Jean, qui sort de l'atelier, obéit,
grimpe lui aussi sur le gros figuier. Quand les deux pêcheurs descendent,
sont sortis aussi de l'atelier Simon le Zélote, Joseph
et Judas Iscariote. Je ne vois pas
les autres.
Marie apporte du pain frais : des petites miches rondes
de pain bis. Pierre, avec son coutelas, les ouvre et par-dessus ouvre les figues
qu'il offre à Jésus et puis à Marie et aux autres. Ils mangent de bon
appétit, dans la fraîcheur du jardin resplendissant au soleil d'un matin
serein, embelli par la pluie récente qui a purifié l'air.
Pierre dit :
"C'est vendredi... Maître, demain c'est le sabbat..."
"Tu ne fais pas une découverte" observe l'Iscariote.
"Non. Mais le Maître sait ce que je veux dire..."

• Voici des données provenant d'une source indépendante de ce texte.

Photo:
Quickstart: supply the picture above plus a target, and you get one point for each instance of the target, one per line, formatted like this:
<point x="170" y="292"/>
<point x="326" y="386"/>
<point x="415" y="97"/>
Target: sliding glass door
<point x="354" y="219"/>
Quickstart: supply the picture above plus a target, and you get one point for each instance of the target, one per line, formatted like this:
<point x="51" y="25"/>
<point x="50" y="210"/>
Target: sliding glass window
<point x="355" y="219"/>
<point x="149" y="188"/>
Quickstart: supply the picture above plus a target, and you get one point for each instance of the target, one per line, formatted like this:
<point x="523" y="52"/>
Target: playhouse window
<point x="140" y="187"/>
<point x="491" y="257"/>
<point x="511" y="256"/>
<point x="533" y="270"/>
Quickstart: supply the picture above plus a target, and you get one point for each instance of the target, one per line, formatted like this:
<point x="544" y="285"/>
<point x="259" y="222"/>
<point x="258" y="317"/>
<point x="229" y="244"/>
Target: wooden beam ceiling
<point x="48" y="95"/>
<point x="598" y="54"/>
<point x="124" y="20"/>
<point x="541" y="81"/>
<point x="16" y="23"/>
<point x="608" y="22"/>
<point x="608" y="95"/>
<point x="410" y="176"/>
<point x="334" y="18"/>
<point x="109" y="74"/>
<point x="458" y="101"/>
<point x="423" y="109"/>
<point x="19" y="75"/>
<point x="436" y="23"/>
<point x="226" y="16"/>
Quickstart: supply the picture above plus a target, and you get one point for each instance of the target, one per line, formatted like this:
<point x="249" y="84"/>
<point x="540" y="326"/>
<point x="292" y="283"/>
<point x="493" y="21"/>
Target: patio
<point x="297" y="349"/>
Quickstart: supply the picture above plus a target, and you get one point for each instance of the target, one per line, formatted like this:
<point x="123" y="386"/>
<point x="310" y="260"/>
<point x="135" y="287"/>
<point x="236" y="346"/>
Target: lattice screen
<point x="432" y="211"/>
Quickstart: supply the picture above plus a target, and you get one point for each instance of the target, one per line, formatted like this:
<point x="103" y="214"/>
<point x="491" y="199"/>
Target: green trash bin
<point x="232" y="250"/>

"Je le sais. Ce soir, nous irons au lac où tu as laissé la barque et
nous ferons voile pour Capharnaüm. Demain j'y parlerai."
Pierre est aux anges.
Ils entrent en groupe : Thomas,
André,
Jacques, Philippe, Barthélemy
et Jude Thaddée qui sûrement
dorment ailleurs. On se salue.
93.4 – Jésus dit :
"Restons ici réunis. Ainsi il y aura encore un nouveau disciple. Maman,
viens."
On s'assied, qui sur une roche, qui sur un tabouret, en faisant cercle autour
de Jésus qui s'est assis sur le banc de pierre contre la maison. À côté de
Lui, la Mère, et à ses pieds Jean qui a préféré rester par terre tout près.
Jésus parle doucement et avec majesté, comme toujours.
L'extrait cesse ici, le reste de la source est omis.